Pediatric Ophthalmology and Ocular Genetics, Flaum Eye Institute, University of Rochester, New York, New York, USA.
Department of Ophthalmology, University of Nigeria Teaching Hospital, Enugu, Nigeria.
Am J Med Genet A. 2023 Aug;191(8):2198-2203. doi: 10.1002/ajmg.a.63239. Epub 2023 May 10.
SOX2 pathogenic variants, though rare, constitute the most commonly known genetic cause of clinical anophthalmia and microphthalmia. However, patients without major ocular malformation, but with multi-system developmental disorders, have been reported, suggesting that the range of clinical phenotypes is broader than previously appreciated. We detail two patients with bilateral structurally normal eyes along with 11 other previously published patients. Our findings suggest that there is no obvious phenotypic or genotypic pattern that may help set apart patients with normal eyes. Our patients provide further evidence for broadening the phenotypic spectrum of SOX2 mutations and re-appraising the designation of SOX2 disorder as an anophthalmia/microphthalmia syndrome. We emphasize the importance of considering SOX2 pathogenic variants in the differential diagnoses of individuals with normal eyes, who may have varying combinations of features such as developmental delay, urogenital abnormalities, gastro-intestinal anomalies, pituitary dysfunction, midline structural anomalies, and complex movement disorders, seizures or other neurological issues.

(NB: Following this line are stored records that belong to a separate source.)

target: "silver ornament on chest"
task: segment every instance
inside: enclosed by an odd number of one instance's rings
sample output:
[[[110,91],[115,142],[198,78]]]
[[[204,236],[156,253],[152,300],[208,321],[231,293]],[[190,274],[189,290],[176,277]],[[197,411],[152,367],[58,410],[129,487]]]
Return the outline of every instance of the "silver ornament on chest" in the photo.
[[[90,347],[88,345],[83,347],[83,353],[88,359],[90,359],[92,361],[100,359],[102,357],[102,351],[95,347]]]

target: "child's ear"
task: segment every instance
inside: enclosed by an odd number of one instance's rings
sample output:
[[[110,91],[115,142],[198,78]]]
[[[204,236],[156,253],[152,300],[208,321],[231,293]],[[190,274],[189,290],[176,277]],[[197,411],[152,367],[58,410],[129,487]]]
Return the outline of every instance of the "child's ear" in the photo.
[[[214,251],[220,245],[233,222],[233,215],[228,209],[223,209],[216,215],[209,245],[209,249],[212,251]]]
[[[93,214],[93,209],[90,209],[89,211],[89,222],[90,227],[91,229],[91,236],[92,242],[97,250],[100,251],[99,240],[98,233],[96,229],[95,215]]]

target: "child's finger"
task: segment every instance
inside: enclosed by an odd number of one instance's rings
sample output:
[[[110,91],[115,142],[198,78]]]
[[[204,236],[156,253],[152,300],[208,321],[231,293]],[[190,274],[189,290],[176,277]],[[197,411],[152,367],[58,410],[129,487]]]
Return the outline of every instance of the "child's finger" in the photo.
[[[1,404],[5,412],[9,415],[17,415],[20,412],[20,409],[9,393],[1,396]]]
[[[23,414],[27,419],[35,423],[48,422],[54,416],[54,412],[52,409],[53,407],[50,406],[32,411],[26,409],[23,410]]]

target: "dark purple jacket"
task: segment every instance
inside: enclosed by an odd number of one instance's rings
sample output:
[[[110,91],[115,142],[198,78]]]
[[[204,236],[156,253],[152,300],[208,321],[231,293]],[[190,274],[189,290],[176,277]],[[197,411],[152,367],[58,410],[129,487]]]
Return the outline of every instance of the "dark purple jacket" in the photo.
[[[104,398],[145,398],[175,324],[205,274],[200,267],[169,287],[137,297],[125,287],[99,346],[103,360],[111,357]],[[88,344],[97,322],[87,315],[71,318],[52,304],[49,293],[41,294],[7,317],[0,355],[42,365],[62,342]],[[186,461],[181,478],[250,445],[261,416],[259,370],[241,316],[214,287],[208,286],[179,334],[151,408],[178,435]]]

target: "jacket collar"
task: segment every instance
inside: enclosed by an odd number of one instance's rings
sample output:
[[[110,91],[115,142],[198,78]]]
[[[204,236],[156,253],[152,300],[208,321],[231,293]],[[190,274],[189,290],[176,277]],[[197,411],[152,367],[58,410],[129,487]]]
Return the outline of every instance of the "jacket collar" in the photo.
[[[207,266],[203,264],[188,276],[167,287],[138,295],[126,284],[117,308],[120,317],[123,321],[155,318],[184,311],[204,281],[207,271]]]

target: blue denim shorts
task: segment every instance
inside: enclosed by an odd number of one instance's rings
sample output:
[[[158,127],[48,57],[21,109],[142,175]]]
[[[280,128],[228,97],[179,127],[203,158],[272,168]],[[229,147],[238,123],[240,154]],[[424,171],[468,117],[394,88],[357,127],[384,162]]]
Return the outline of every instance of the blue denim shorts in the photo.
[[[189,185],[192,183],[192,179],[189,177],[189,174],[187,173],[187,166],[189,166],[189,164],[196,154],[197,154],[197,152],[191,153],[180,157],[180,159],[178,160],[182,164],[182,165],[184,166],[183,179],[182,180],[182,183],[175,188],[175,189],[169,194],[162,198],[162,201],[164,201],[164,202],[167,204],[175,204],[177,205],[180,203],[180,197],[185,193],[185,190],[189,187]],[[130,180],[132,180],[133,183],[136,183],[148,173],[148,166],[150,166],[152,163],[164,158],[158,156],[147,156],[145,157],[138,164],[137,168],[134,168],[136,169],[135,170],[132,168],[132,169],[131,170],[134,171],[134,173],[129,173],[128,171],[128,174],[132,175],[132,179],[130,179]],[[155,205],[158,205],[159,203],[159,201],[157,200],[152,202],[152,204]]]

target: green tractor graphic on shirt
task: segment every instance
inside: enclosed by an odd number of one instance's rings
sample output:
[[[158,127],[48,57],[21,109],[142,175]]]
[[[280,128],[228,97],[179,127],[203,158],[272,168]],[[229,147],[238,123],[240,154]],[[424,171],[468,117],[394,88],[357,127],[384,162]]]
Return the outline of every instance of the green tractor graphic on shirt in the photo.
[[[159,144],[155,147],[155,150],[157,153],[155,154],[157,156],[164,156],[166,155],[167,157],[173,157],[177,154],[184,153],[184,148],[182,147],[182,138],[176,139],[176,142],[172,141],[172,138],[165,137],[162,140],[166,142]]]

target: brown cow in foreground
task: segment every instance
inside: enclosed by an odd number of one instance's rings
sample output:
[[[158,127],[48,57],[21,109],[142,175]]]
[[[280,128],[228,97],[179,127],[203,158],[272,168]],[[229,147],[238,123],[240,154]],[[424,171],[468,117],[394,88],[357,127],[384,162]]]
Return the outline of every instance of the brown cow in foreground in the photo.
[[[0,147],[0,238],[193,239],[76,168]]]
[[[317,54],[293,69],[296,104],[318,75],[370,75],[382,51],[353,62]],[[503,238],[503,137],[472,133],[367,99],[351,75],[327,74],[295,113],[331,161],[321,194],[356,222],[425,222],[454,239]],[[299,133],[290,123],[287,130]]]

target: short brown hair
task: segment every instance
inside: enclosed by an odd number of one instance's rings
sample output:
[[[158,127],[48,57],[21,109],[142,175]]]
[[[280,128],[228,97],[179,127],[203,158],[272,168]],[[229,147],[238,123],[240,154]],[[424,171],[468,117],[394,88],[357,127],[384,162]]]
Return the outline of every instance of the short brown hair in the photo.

SOX2 致病变体虽然罕见,但构成了临床无眼症和小眼症最常见的已知遗传原因。然而,已经报道了一些没有主要眼部畸形但有多系统发育障碍的患者,这表明临床表型的范围比以前认为的更广泛。我们详细介绍了两名双侧结构正常眼睛的患者以及其他 11 名先前发表的患者。我们的发现表明,没有明显的表型或基因型模式可以帮助区分正常眼睛的患者。我们的患者进一步证明了拓宽 SOX2 突变的表型谱,并重新评估将 SOX2 疾病指定为无眼症/小眼症综合征的合理性。我们强调在具有正常眼睛的个体的鉴别诊断中考虑 SOX2 致病变体的重要性,这些个体可能具有不同组合的特征,例如发育迟缓、泌尿生殖异常、胃肠道异常、垂体功能障碍、中线结构异常以及复杂运动障碍、癫痫发作或其他神经问题。